Director Monahan added, “I never heard anything about it while I was at Langley. I knew we had black tech, but . . .”
The CIA guy gestured to the walls. “Look around you. This is what they were doing in the Cold War—big stuff. Do you realize how much two hundred billion a year for half a century buys you? The president himself doesn’t have the clearance to know about half these programs. There are a million people with top-secret classifications in this country, Kaye. And some of those folks live in a completely different world—even from us. It’s the nature of the covert sector. Back in the ’60s someone put the BTC in charge of regulating advanced technologies, and it snowballed. It looks like they left us all behind.”
She sipped coffee from an absurdly elegant cup and saucer—legacy ware from the Kennedy administration. “Well, Bill here took the meeting with them—if that’s what you could call it—and I just about had him and the other two certified when I read his report.”
The NSA guy remained expressionless. “I read it. We’ve known since ’98 that the BTC had perfected holographic projection at molecular scales. We think it’s done with phased array optics and plasma emission. But no one really knows.”
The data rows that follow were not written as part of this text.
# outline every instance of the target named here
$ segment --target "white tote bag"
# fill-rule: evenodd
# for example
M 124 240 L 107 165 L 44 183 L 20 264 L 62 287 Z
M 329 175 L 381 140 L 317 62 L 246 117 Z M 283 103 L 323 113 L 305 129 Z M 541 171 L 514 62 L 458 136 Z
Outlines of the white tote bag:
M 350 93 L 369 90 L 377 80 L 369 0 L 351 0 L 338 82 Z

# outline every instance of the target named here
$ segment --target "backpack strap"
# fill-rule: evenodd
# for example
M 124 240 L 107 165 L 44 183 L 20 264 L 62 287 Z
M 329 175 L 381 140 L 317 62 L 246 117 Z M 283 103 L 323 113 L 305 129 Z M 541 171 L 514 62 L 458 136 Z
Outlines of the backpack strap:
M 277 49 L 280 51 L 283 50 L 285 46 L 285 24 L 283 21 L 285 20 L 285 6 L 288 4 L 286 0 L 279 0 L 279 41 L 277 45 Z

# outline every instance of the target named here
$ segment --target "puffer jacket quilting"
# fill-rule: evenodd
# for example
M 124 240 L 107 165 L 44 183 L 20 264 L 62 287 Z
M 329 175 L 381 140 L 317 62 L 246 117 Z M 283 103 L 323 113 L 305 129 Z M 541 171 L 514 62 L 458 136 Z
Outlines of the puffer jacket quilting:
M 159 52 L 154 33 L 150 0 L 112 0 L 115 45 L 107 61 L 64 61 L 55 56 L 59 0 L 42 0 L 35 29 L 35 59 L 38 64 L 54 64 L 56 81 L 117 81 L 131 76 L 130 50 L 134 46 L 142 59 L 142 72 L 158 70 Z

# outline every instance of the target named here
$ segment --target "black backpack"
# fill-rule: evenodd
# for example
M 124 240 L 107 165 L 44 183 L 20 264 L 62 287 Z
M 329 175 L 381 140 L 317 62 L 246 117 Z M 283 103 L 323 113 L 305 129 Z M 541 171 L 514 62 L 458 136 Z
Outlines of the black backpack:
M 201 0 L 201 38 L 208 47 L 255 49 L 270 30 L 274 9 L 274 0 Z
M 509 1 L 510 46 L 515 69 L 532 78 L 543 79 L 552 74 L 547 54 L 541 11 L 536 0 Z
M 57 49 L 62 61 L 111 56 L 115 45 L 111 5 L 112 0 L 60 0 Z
McAllen raised his eyebrows. “It looked damned real to us.”
The CIA guy grimaced. “That’s a toy compared to what else they have.”
Monahan scowled. “There needs to be some accountability. We need to review what technology they’re sitting on that could provide the United States with a technological edge. China’s nipping at our heels.”
“The BTC might argue that what they’re doing is keeping the tech out of China’s hands.”
“There is a technology transfer problem in the private sector.”